Object: Intracarotid cold saline infusion (ICSI) protects against ischemic stroke not only due to the resulting hypothermia, but also as a result of the cerebral artery flushing. To assess the relative benefit of hypothermia and cerebral artery flushing in neuroprotection, hypothermic and normothermic saline infusions were administrated over a serial time points after the initiation of reperfusion in a rat ischemia model.

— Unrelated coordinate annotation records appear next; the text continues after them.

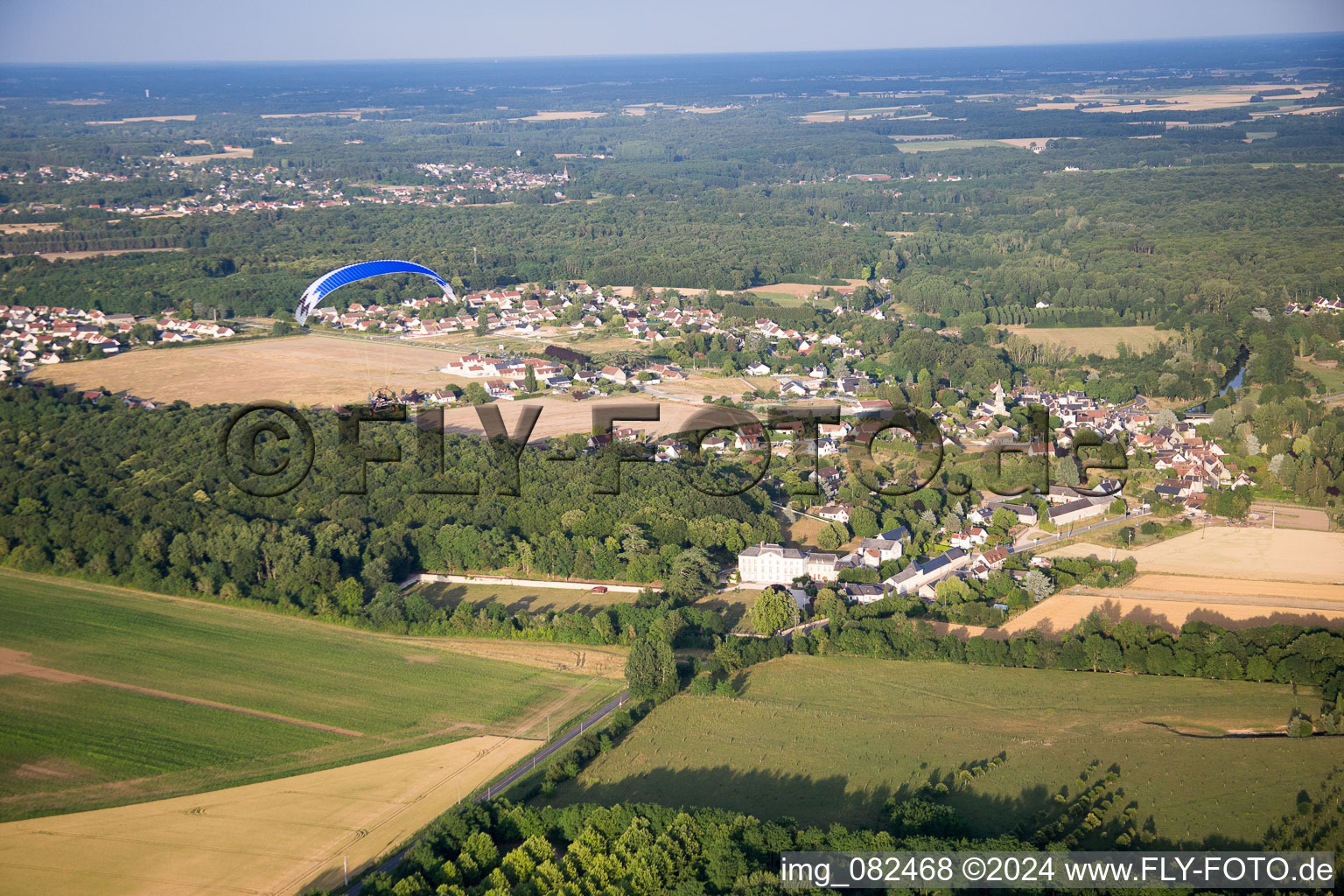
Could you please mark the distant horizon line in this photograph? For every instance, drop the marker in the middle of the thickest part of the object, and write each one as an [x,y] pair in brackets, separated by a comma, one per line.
[576,57]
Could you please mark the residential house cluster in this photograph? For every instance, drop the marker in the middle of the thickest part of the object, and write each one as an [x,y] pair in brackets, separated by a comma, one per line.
[47,335]
[764,564]
[1194,465]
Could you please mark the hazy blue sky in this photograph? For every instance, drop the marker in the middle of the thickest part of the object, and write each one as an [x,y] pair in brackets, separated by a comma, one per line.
[153,30]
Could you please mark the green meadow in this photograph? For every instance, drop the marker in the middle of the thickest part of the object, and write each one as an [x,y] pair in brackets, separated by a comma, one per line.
[830,739]
[72,745]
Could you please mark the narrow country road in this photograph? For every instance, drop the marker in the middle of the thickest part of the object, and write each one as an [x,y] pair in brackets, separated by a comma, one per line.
[1032,546]
[504,783]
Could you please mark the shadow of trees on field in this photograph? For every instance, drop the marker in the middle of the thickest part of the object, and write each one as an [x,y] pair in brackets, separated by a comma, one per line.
[1152,615]
[448,595]
[827,800]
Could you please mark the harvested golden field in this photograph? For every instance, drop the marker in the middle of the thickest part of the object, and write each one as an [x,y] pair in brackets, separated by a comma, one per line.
[1194,584]
[1301,110]
[1236,552]
[1086,340]
[800,289]
[1026,143]
[832,116]
[1060,612]
[1293,517]
[276,837]
[235,152]
[130,121]
[561,116]
[564,416]
[82,254]
[5,230]
[301,369]
[584,660]
[1175,100]
[518,598]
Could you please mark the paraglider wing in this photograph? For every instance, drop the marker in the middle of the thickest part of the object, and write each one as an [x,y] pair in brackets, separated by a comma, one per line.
[327,284]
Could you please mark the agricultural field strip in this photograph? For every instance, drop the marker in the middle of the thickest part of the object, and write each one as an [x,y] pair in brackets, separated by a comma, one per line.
[240,645]
[14,662]
[883,724]
[290,833]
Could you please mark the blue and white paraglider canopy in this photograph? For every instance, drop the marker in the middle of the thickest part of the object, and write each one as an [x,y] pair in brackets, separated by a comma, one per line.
[330,283]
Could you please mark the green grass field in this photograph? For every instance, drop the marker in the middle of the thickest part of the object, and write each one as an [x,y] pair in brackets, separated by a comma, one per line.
[67,746]
[1332,376]
[828,739]
[519,598]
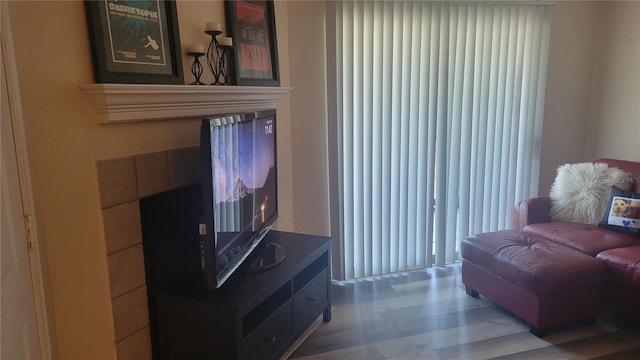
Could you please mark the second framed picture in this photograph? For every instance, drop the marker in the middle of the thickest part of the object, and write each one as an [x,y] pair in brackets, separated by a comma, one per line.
[252,26]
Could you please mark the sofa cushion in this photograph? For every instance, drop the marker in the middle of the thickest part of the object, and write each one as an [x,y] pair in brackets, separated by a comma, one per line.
[532,263]
[623,266]
[623,212]
[631,166]
[580,192]
[587,238]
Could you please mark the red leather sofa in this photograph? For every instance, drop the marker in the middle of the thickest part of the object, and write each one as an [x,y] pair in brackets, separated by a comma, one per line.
[619,252]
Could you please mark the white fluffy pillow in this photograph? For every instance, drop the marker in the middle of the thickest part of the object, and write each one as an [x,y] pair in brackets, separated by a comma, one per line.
[580,192]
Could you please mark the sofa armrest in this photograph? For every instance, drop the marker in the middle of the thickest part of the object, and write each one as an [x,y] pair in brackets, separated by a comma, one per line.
[531,211]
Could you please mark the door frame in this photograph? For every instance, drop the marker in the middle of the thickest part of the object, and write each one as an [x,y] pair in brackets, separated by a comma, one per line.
[35,263]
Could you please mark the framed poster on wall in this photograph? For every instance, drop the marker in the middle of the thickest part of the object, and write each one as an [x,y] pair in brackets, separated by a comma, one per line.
[252,26]
[135,41]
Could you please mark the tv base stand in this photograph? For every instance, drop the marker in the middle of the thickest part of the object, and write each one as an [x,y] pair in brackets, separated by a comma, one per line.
[252,316]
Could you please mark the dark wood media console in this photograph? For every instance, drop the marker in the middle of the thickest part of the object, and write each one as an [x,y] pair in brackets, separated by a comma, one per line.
[252,316]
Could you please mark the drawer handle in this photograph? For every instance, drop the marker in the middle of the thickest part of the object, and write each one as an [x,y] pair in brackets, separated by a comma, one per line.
[271,340]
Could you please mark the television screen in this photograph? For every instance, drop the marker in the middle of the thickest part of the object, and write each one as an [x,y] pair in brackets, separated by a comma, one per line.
[241,189]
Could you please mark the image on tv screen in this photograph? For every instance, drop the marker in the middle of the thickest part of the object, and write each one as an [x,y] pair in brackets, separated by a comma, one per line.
[244,179]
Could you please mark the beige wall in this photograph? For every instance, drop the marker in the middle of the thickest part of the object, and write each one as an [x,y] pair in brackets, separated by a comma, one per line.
[614,120]
[592,104]
[64,141]
[309,116]
[571,52]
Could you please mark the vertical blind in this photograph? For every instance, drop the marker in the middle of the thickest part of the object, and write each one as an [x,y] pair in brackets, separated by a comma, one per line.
[438,118]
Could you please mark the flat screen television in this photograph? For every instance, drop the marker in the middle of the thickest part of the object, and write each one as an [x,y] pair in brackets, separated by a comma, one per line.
[239,192]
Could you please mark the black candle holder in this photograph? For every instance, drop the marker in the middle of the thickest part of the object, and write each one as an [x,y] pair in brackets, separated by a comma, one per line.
[214,53]
[225,64]
[196,67]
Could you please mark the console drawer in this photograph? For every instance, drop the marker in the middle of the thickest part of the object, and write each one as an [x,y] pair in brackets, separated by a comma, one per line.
[310,299]
[270,336]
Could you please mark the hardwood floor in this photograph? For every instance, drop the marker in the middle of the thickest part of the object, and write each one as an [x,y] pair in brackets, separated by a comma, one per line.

Methods: Ischemic strokes were induced in Sprague-Dawley rats (n = 115) by occluding the middle cerebral artery for 2 hours using an intraluminal filament. In the hypothermic groups, the brain temperature was lowered to 33-34°C for 20 minutes by ICSI at three time points (0, 1, and 2 hours) after reperfusion. Correspondingly, in the normothermic groups, the brain temperature was maintained at normal levels during intracarotid normothermic saline infusion (INSI) for 20 minutes at the same time points. After 48-hour reperfusion, infarct sizes and brain water contents were determined using 2,3,5-triphenyltetrazolium chloride (TTC) staining and the dry-wet weight method, respectively. Levels of neuron-specific enolase (NSE), S100beta, and matrix metalloproteinase 9 (MMP9) in the serum were measured by enzyme-linked immunoassay (ELISA). Neurological deficits were also evaluated.
Results: Immediate infusion after the onset of reperfusion (0 hour) did not result in significant difference for reductions of infarct sizes, neurological deficits or S100beta serum levels between ICSI and INSI groups, compared with the non-infusion group. However, brain water content and NSE serum level were significantly lower in the ICSI group than the non-infusion group. When the infusions were started 1 hour after reperfusion, both ICSI and INSI infusions still reduced the infarct sizes, but only ICSI significantly decreased the brain water content, neurological deficits and S100beta serum level. All therapeutic effects of INSI disappeared when infusions were started 2 hours after reperfusion, whereas infarct size, neurological deficits and S100beta serum level were still reduced significantly in ICSI group, compared with the non-infusion group.
Conclusions: The neuroprotection of hypothermia and cerebral artery flushing induced by selective carotid infusion after ischemia weakens as the length of time between the reperfusion and infusion increases. The therapeutic time window of brain hypothermia induced by cold saline infusion is broader than cerebral artery flushing induced by normothermic saline infusion.